A visit to the Skala de Port resulted in me almost being blown into the ocean to be crushed against the ancient stones, as the wind caught in my clothes and threatened to toss me over the wall. The ‘castle’ is tiny, just a small tower and a few cannons but the view is unbeatable. It’s the postcard-perfect image that you see of Essaouira, with seagulls swooping and gliding before the medina and the waves crashing into the rocks and the old fortress walls.
I wandered into the port and was chatting to a cute cat hiding in an upturned boat when a local fisherman called Aziz approached me. I didn’t really want a tour of the port because these things usually result in demands for an extortionate amount of money however he was very insistent on showing me ‘his view’ and I figured, why not? Aziz must have been in his mid-50s or so and had a gammy leg that caused him to walk quite strangely, and was constantly drooling as though part of his face had been paralysed. He took me inside the walls of the port, where it was pitch black, showing me all the storerooms for the fishermen and peeking inside a few to see people working. He showed me all the boats, the crab cages, the different nets used for different kinds of fishing and introduced me to some women selling sardines on the street.

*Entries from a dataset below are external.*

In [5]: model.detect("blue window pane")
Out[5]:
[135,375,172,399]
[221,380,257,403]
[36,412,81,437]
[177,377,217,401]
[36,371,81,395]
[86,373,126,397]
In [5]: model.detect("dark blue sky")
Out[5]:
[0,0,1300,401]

We saw men hacking wriggling fish into chunks for bait, while others were stringing these chunks onto literally thousands of hooks at a phenomenal speed. And we walked along the walls of the port, walking slowly and carefully to avoid at times either an unpleasantly cold swim or an unpleasant bone-breaking trip onto rather sharp rocks as the wind continued its mission to kill me. He explained that the wind has been so fierce for the last ten days that only a few fishing boats are able to operate, as the waters are so rough that fishing is virtually impossible for all but the largest boats – and the fish have ‘moved out’ in the meantime [the next day, when the wind had died down, the harbour was almost empty].

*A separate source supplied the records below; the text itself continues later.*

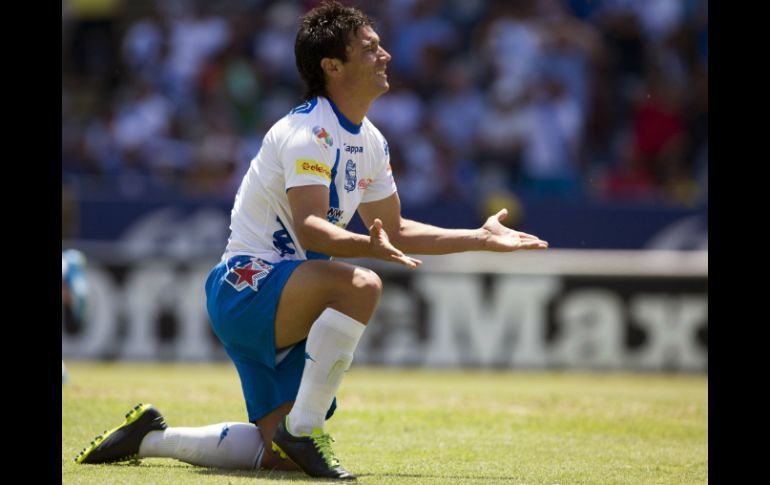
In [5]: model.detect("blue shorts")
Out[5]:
[206,256,337,422]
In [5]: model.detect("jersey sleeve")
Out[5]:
[279,126,332,190]
[361,139,397,203]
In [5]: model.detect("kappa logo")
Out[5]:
[296,159,332,182]
[225,258,273,291]
[313,125,334,148]
[326,207,345,224]
[345,143,364,155]
[345,160,356,192]
[217,425,230,448]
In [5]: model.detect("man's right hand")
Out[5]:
[369,219,422,268]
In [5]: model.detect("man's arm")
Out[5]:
[287,185,421,268]
[358,193,548,254]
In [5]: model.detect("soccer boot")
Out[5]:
[273,416,356,480]
[75,403,167,464]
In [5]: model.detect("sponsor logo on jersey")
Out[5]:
[313,125,334,148]
[296,159,332,182]
[225,258,273,291]
[345,160,356,192]
[345,143,364,155]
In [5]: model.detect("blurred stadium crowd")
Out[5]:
[62,0,708,207]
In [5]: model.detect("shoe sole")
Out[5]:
[73,403,152,464]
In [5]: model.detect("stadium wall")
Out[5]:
[62,247,708,372]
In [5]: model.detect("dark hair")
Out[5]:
[294,1,372,100]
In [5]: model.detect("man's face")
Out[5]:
[342,25,390,98]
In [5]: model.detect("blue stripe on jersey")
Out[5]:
[329,148,340,209]
[305,251,332,261]
[326,98,363,135]
[289,97,318,115]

Aziz showed me around for more than an hour, telling me stories about the town and making the usual misinformed claims about how Jimi Hendrix was inspired by a nearby ruined fortress when he wrote the song ‘Castles in the Sand’. It was well worth the ten dirham that he asked for at the end.
Thank you for restoring my faith in Morocco and showing me that outside the hellish confines of Marrakech can be found friendly, hospitable people who welcome a conversation over a cup of tea as much as a quick sale.
It’s appreciated, as my trip and budget can only take so much shopping. For that matter, so can my back, given I’ve got a long time to carry any new acquisitions around!